Zeszli na ziemię i opuścili wesołe miasteczko. Udali się w stronę dalekich przedmieść, po drodze mijając mnóstwo domów parterowych i dwukondygnacyjnych, ozdobionych okiennicami i markizami, a także otoczonych palmami, hibiskusami, figowcami, pospornicami oraz bananowcami. Dotarli do oszałamiająco pięknej okolicy, gdzie rozciągały się łagodne wzgórza z niskimi klifami, porośnięte przez obficie kwitnące lasostepy.

 

Podczas eksploracji okolicy, natknęli się na dziesiątki niższych i wyższych, jasnobeżowych kolumn. Wkrótce znaleźli ukrytą pośród wysokich traw oraz niskich drzew scenę, na której właśnie trwał koncert muzyki z gatunków takich jak: hard rock, grunge, new wave, rock and roll i psychedelic pop.

 

— Ale niezły klimat! — skomentował radośnie Hipis.

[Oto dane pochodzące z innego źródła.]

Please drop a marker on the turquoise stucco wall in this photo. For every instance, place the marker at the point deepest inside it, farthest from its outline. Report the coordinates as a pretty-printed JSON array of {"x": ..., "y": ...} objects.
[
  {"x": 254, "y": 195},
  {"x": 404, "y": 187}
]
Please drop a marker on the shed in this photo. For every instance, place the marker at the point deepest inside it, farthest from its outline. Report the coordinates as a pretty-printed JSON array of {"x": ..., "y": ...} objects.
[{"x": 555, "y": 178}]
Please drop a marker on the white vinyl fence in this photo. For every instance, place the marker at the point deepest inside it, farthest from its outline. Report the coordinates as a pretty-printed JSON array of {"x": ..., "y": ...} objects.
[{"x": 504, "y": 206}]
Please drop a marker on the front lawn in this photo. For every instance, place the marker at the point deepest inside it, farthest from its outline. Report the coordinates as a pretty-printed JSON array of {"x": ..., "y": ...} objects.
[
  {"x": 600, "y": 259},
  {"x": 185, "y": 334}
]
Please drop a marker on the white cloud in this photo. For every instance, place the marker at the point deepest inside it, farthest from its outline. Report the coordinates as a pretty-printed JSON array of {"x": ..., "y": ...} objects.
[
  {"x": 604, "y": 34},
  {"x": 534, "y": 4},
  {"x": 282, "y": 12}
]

— Yooo! Ooo tak! — zgodnie odpowiedzieli pozostali.

 

Kiedy rozweselony tłum zgromadzonych ludzi tańczył pod sceną niczym w jakimś pozytywnym transie, nagle do Hipisa, Rastamana, Hiphopowca, Surfera, Pirata, Fana Funk i Fana Boogie, przyszli ich koledzy, a byli to Kowboj, Rockman i Fan Grunge. Mieli po mniej więcej dwadzieścia siedem lat, czyli tyle samo, co reszta z nich. Dziesięciu kolegów wróciło z powrotem w rejony nieco bardziej zabudowane. Zwiedzili kilka pięknych, dziwnych, tajemniczych, ciekawych, zabawnych i rozrywkowych dzielnic alternatywnych, porozrzucanych po całej miejscowości, między innymi po słonecznych, spokojnych, pogodnych, wesołych, muzykalnych, roztańczonych i sielankowych przedmieściach, gdzie ludzie często mają kwiaty we włosach.

 

Dziesięciu kolegów wróciło do dużego parku na obrzeżach miasta. Weszli do opuszczonej fabryki, stojącej na poboczu, oraz oddzielającej park od jezdni. Wewnątrz znaleźli po kilka kanap, radiomagnetofonów, biurek, lamp podłogowych, meblościanek, foteli, telewizorów i dwie kule dyskotekowe. Dobrzy znajomi włączyli jeden z telewizorów. Właśnie leciał przebojowy koncert muzyki rock, mający miejsce gdzieś w jednym z wielkich, rozrywkowych miast dalekiego, fascynującego, ekscytującego świata.

 

Nagle przyszło dziesięć przyjaciółek, które były koleżankami i rówieśniczkami mężczyzn. Swoim zjawieniem się, sprawiły wesołą i przebojową niespodziankę. Wszyscy razem zatańczyli radośnie. Potem włączyli radiomagnetofony, z których zaczęła wydobywać się muzyka new wave. Nastąpiła kolejna kilkuminutowa impreza taneczna, taka sama jak ta przed rozpoczęciem uwalniania beztrosko fruwających fal radiowych.

 

Następnie, dwudziestoosobowa grupa kolegów i koleżanek wyłączyła radio i telewizję, po czym zadowolona z rozrywkowo spędzonego czasu wybiegła na zewnątrz. Tam ludzie zauważyli statek kosmiczny, skrywający się pośród drzew. Nikt nie wiedział, czy pojazd pochodził z tego, czy z innego świata. Poszli w jego stronę, a wówczas tajemniczy obiekt, lecąc nisko, uciekł im na niedaleką słoneczną łąkę, leżącą nad rzeką. Wtedy pozwolił im na wejście do swego zadziwiającego wnętrza oraz wziął ich na niesamowicie szybką i krótką przejażdżkę dookoła galaktyki. Po kilkudziesięciu minutach podróży, odstawił ich na plażę miejską i zniknął na tle zachodzącego słońca.

 

— Co to było? — spytała jedna z koleżanek.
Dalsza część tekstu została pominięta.